Several months later, the Supreme Military Council all but collapsed – and the U.S. was forced to halt aid – when its fighters were overrun that December by rival Islamists, who seized the group’s warehouses, including the U.S.-donated equipment inside.

Since that humiliation, the Obama administration has moved to a much quieter effort, working directly with about a dozen individual commanders in northern Syria and some 60 smaller groups in the south, rebel leaders told McClatchy earlier this month. The groups report to the CIA. Meanwhile, the old Free Syrian Army types complain that they can no longer get the Americans to take their calls.

“There is no united rebel leadership,” said Joshua Landis, the director of the Center for Middle East Studies at the University of Oklahoma, whose blog, Syria Comment, chronicles the civil war.
“The rebels often fight among each other, and most are extremely regional and clan- or village-based.

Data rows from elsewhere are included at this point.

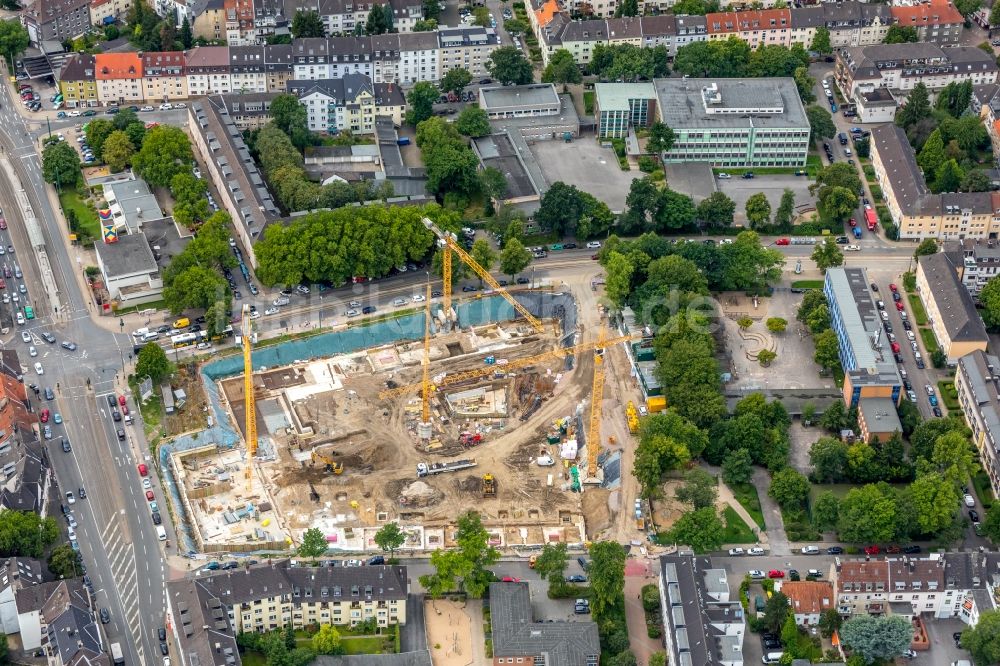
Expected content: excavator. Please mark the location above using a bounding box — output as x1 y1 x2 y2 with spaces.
312 450 344 476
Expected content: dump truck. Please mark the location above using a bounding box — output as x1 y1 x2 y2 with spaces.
417 458 478 479
483 474 497 497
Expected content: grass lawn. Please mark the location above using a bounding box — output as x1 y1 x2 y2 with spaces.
920 328 938 354
938 379 961 412
732 483 765 529
59 189 101 240
906 293 927 326
722 506 757 543
972 470 993 509
341 636 392 654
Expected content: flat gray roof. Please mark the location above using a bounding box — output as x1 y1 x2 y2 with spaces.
480 83 559 111
653 78 809 130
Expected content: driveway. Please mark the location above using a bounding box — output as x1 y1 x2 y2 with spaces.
753 467 792 557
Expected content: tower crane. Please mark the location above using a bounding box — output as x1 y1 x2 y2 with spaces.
240 303 257 490
378 333 643 400
423 217 544 333
583 328 605 484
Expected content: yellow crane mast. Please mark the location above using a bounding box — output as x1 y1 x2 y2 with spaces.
378 334 642 400
424 217 544 333
240 303 257 489
583 329 605 483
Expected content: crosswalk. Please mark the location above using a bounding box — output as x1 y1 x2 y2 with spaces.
101 510 146 664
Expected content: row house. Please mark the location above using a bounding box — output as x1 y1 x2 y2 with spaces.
834 42 998 98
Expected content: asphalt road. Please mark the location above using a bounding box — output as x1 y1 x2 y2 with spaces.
0 70 167 664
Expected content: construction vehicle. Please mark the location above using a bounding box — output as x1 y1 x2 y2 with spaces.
423 217 543 333
310 449 344 476
378 333 643 400
417 458 479 479
625 400 639 435
240 303 257 490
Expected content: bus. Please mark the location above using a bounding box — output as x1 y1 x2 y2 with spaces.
865 206 878 231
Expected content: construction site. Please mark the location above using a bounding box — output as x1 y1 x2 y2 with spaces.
172 219 641 552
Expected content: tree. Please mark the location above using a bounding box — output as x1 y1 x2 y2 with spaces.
500 238 531 279
744 192 771 229
764 317 788 333
806 104 837 140
762 592 791 633
374 522 406 557
135 342 173 384
298 527 327 557
774 187 795 231
309 624 342 654
291 10 326 39
700 189 736 227
535 542 569 583
544 49 583 85
931 160 965 192
486 46 533 86
979 274 1000 329
840 612 913 664
646 120 677 156
767 467 809 509
101 130 135 173
961 608 1000 666
913 238 937 259
722 448 753 486
47 544 83 580
811 236 844 273
0 18 30 73
676 467 719 509
41 143 83 188
406 81 438 127
812 490 840 532
667 507 725 553
882 24 920 44
896 81 931 129
441 67 472 95
132 125 194 187
809 26 833 53
587 541 625 622
455 106 492 138
604 252 635 309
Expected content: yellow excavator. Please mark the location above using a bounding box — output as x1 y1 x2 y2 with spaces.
312 450 344 476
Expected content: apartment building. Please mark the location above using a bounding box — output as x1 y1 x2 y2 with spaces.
658 553 746 666
832 553 988 619
653 78 810 168
871 123 1000 240
823 267 902 407
21 0 90 47
955 350 1000 494
59 53 100 109
917 252 989 364
834 42 997 98
890 0 965 46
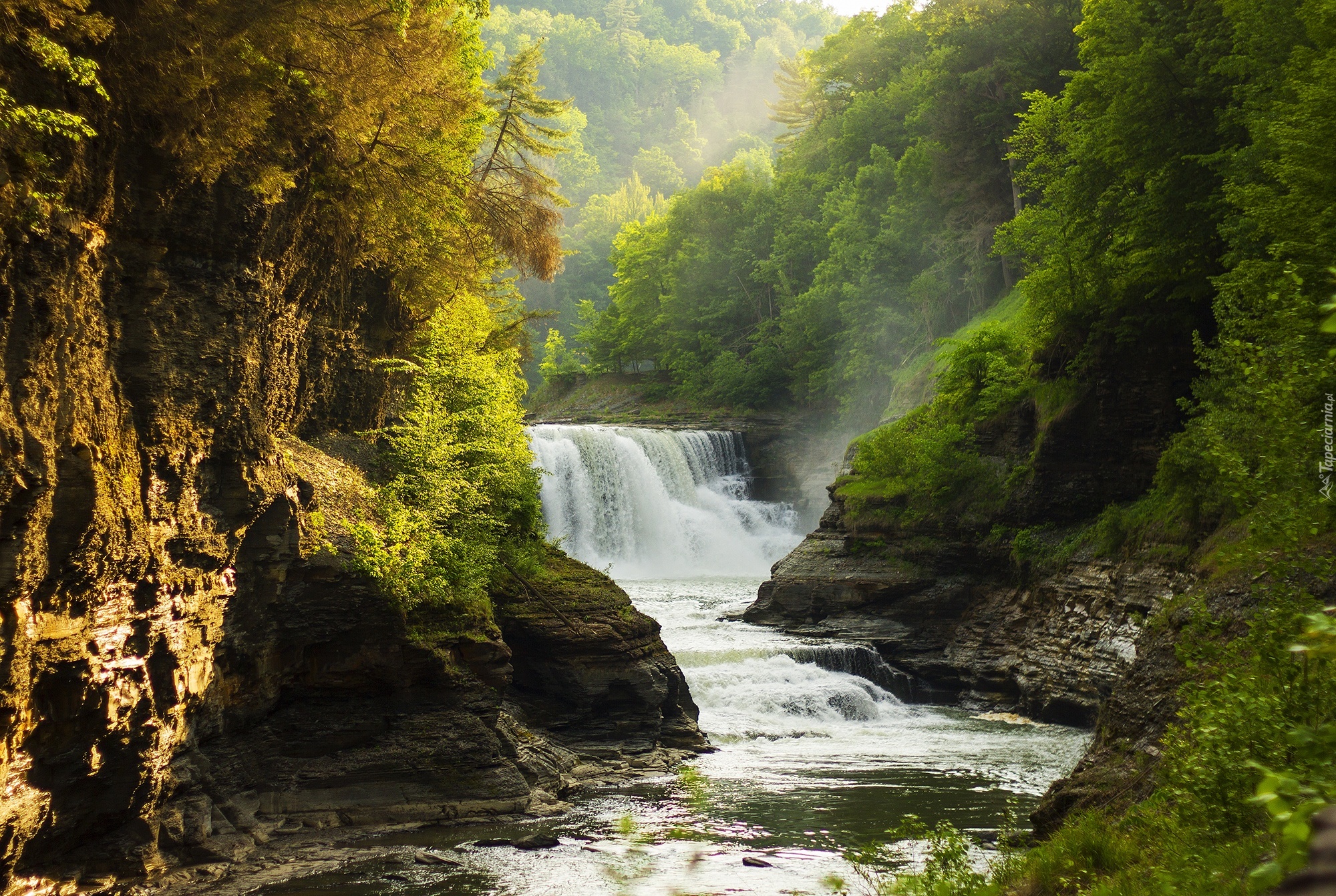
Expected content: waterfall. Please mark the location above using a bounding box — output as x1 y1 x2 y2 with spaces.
529 425 799 578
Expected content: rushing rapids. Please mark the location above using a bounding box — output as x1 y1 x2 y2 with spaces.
530 425 798 578
263 426 1086 896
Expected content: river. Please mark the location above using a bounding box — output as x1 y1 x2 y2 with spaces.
267 426 1088 896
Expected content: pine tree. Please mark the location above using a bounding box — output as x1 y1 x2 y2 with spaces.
473 40 572 280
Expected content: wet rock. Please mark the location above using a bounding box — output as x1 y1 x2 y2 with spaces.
493 550 708 754
743 486 1196 725
513 833 561 849
413 849 462 865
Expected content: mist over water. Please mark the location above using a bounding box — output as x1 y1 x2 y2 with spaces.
529 425 800 580
263 426 1089 896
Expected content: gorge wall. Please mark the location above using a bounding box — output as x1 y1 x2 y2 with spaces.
743 334 1229 833
0 140 704 891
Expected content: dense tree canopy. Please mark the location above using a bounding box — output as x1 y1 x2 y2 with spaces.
574 1 1079 421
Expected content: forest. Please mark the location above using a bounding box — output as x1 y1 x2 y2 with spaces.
532 0 1336 893
0 0 1336 896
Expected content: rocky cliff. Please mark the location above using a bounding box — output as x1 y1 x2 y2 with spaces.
744 337 1224 835
743 486 1194 725
0 163 701 888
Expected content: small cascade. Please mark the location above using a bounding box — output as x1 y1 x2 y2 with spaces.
784 644 914 702
529 425 799 578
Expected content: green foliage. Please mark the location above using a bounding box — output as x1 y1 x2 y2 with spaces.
1001 0 1336 546
538 328 584 386
569 1 1077 419
836 402 1005 530
355 294 541 633
484 0 839 371
473 40 570 280
937 323 1030 421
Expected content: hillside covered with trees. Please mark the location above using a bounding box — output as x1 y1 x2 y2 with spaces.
482 0 839 361
546 0 1336 893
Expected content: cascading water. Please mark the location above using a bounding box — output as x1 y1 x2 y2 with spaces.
258 426 1086 896
529 425 799 578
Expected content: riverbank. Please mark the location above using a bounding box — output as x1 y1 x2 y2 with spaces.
149 577 1088 896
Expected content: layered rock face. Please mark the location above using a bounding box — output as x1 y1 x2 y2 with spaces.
743 499 1193 725
0 151 691 889
744 332 1194 725
493 551 708 756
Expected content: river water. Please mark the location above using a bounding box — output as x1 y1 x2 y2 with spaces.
267 426 1088 896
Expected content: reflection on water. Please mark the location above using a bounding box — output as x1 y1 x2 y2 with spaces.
258 578 1086 896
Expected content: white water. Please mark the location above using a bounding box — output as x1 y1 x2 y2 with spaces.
258 426 1089 896
529 425 799 580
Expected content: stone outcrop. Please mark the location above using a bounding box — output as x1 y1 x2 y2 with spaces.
743 499 1193 725
743 332 1213 835
5 438 707 887
0 140 711 891
493 551 708 756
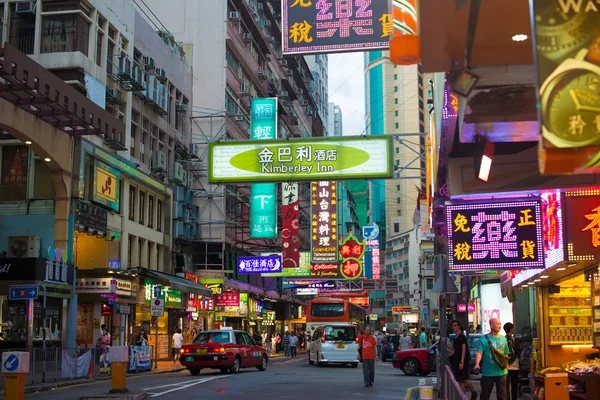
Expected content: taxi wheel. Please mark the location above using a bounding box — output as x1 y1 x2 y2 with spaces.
229 356 241 374
256 354 267 371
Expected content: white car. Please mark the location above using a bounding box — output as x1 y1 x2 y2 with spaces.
308 323 359 368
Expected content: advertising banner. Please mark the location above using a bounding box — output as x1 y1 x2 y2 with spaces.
208 135 393 183
281 0 393 54
281 183 300 268
238 256 281 274
446 200 544 271
311 181 338 263
250 98 277 239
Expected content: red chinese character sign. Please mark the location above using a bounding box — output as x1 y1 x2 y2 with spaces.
281 0 393 54
446 201 544 271
340 232 365 279
311 181 338 263
281 183 300 268
564 189 600 261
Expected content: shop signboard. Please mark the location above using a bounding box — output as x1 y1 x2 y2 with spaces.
281 0 393 54
93 161 121 212
250 98 277 239
311 181 338 263
237 256 282 274
281 182 300 268
208 135 393 183
446 200 544 271
215 291 240 307
75 199 108 235
564 189 600 261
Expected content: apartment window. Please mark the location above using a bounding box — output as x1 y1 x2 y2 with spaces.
156 200 162 232
129 185 136 221
41 14 90 56
139 190 146 225
148 196 154 228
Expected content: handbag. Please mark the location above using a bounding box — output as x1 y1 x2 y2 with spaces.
485 335 508 369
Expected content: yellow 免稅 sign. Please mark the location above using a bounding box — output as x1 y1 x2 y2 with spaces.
96 167 119 203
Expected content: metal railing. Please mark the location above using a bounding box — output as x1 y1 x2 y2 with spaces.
444 365 469 400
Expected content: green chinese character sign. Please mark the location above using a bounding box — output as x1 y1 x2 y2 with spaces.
250 98 277 239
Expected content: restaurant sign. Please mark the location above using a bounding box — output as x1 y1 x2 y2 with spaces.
446 200 544 271
208 135 393 183
281 0 393 54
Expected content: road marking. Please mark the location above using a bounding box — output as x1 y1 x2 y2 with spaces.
144 376 227 397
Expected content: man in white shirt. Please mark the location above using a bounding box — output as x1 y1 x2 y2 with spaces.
290 332 298 358
173 329 183 364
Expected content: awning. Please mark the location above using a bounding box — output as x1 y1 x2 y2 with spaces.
135 268 213 297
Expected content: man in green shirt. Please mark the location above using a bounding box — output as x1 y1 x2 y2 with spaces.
475 318 509 400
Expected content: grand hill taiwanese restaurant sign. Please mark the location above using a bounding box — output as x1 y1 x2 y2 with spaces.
447 201 544 271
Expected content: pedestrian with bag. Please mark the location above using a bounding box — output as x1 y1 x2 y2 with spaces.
504 322 519 400
358 325 378 387
475 318 509 400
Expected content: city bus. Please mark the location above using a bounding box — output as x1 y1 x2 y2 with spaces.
306 297 367 334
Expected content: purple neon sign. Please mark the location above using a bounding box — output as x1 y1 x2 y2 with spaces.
446 201 544 271
238 256 281 274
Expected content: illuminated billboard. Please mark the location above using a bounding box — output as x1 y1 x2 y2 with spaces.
281 0 393 54
446 200 544 271
208 135 393 183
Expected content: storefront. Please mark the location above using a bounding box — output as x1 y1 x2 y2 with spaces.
0 258 74 349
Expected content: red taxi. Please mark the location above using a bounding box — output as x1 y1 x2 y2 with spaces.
179 329 269 375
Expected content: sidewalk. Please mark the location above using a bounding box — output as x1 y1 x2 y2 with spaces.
0 360 185 398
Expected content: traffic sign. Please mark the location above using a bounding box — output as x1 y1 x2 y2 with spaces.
8 286 38 300
150 299 165 317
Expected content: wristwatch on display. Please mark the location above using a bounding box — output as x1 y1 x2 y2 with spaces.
540 31 600 147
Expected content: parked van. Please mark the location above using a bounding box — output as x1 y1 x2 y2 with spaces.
308 323 359 368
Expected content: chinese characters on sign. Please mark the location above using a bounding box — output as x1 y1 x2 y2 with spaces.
311 181 338 263
282 0 393 54
447 201 544 271
340 232 365 280
215 292 240 307
238 256 281 274
2 146 29 186
281 183 300 268
250 98 277 239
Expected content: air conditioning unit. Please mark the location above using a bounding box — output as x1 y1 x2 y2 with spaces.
188 143 200 157
144 56 154 69
152 151 167 171
8 236 42 258
106 88 121 104
15 1 37 14
154 68 167 82
172 163 184 185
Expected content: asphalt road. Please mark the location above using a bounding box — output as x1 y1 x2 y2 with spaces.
25 355 422 400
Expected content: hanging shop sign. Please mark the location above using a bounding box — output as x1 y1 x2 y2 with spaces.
250 98 277 239
75 278 133 296
237 256 282 274
564 189 600 261
215 291 240 307
446 200 544 271
0 146 29 186
75 200 108 235
281 0 393 54
281 182 300 268
93 161 121 212
208 135 393 183
311 181 338 263
340 232 365 280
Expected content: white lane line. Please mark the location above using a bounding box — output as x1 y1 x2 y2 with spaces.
148 376 227 397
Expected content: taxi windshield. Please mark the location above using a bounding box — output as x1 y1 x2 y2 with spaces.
193 332 231 344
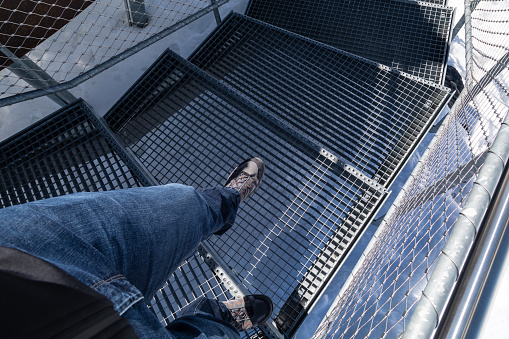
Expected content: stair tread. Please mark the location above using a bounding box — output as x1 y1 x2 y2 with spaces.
189 13 449 184
105 51 385 338
246 0 454 84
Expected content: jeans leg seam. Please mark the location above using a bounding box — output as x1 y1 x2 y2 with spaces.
90 274 125 290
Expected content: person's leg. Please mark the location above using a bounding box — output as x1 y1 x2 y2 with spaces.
0 184 240 306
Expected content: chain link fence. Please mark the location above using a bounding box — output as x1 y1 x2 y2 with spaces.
0 0 238 107
314 1 509 338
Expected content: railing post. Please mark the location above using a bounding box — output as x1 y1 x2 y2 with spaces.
124 0 150 28
210 0 221 26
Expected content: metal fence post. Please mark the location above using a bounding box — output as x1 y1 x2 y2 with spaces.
464 0 472 86
124 0 150 28
403 103 509 339
0 44 77 106
210 0 221 26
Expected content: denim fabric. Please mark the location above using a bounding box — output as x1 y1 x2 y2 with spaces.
0 184 240 337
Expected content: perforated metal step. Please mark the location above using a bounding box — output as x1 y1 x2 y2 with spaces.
246 0 454 84
105 51 386 335
0 101 147 208
190 13 449 185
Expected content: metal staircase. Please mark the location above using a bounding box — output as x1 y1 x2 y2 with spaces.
0 0 452 337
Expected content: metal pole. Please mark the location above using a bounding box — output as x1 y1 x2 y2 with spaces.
435 147 509 339
464 0 473 86
403 109 509 339
0 0 230 107
0 44 77 106
124 0 150 28
210 0 221 26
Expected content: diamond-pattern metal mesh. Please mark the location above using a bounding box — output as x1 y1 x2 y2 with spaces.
190 13 449 184
105 51 385 333
246 0 453 84
0 101 147 208
0 0 224 98
314 1 509 338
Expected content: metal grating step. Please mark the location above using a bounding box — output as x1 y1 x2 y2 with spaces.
246 0 454 84
0 101 150 208
0 100 246 338
190 13 449 185
105 51 386 336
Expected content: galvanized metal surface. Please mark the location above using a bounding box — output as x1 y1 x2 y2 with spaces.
0 0 230 107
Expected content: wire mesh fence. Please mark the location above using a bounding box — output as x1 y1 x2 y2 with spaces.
314 1 509 338
0 0 233 103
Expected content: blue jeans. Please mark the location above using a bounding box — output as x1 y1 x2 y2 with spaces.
0 184 240 338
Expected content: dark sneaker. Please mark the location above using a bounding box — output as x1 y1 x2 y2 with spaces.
224 158 265 202
223 294 274 332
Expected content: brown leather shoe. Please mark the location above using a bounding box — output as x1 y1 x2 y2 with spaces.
224 158 265 202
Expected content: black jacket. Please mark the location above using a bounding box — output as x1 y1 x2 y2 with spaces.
0 247 136 339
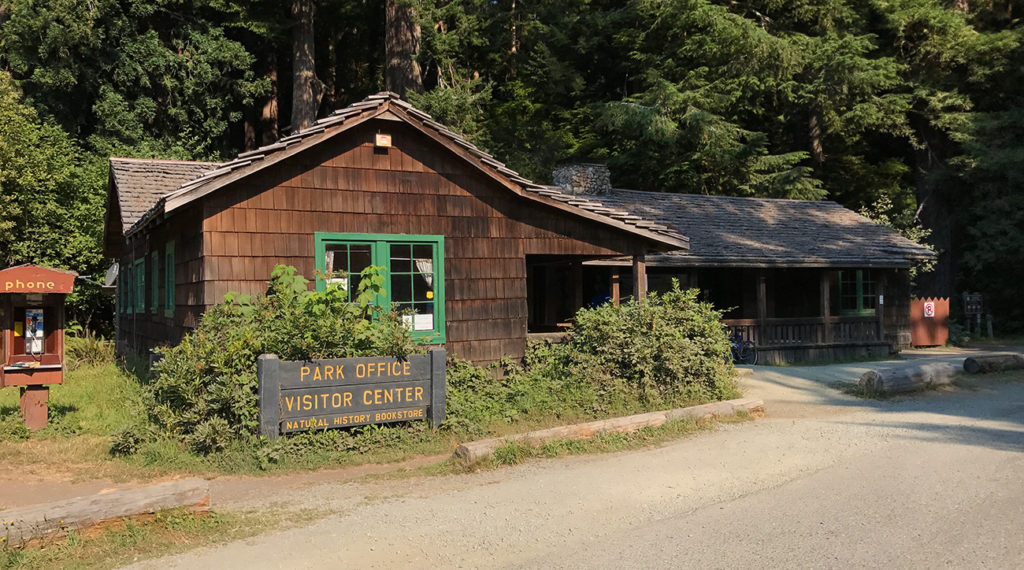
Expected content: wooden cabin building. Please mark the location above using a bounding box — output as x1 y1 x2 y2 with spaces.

This lack of unity has been the main problem facing the West from the start of the rebellion, because there is no ‘government in waiting’ to replace Assad.”
As if to underscore the complexities of the U.S. task in building a “moderate” Syrian rebel force, the opposition coalition that the United States recognizes as the legitimate representative of the Syrian people put out a statement this week mourning the deaths of dozens of key figures in Ahrar al Sham, an ultraconservative Islamist rebel force that the State Department has considered designating a terrorist organization because of its al Qaida-like ideology. The men died in a mysterious explosion during a high-level meeting.

Ricciardone, the veteran diplomat, said the Turks were willing to work with Ahrar leaders but that the United States “had extreme reservations about our ability to trust them” and wouldn’t agree to arm them.

Yet the Syrian Opposition Coalition, the closest thing Obama has to an alternative to the Assad government, called the explosion that killed the jihadists a deliberate attempt to “silence the voice of moderation.” Only in polarized Syria, with the Islamic State skewing the curve, could such a group seriously be considered mainstream. And, analysts warn, the tug toward radicalism will only increase the longer the conflict festers.

“These things don’t naturally break towards the middle. They break towards the extremes,” said former CIA director Michael Hayden, who was also on the Atlantic Council’s media call. “Doing this, finding that center, reinforcing that center, is more difficult now than it would’ve been six, 12, 18 or 24 months ago.”

ROY GUTMAN CONTRIBUTED TO THIS REPORT FROM BAGHDAD.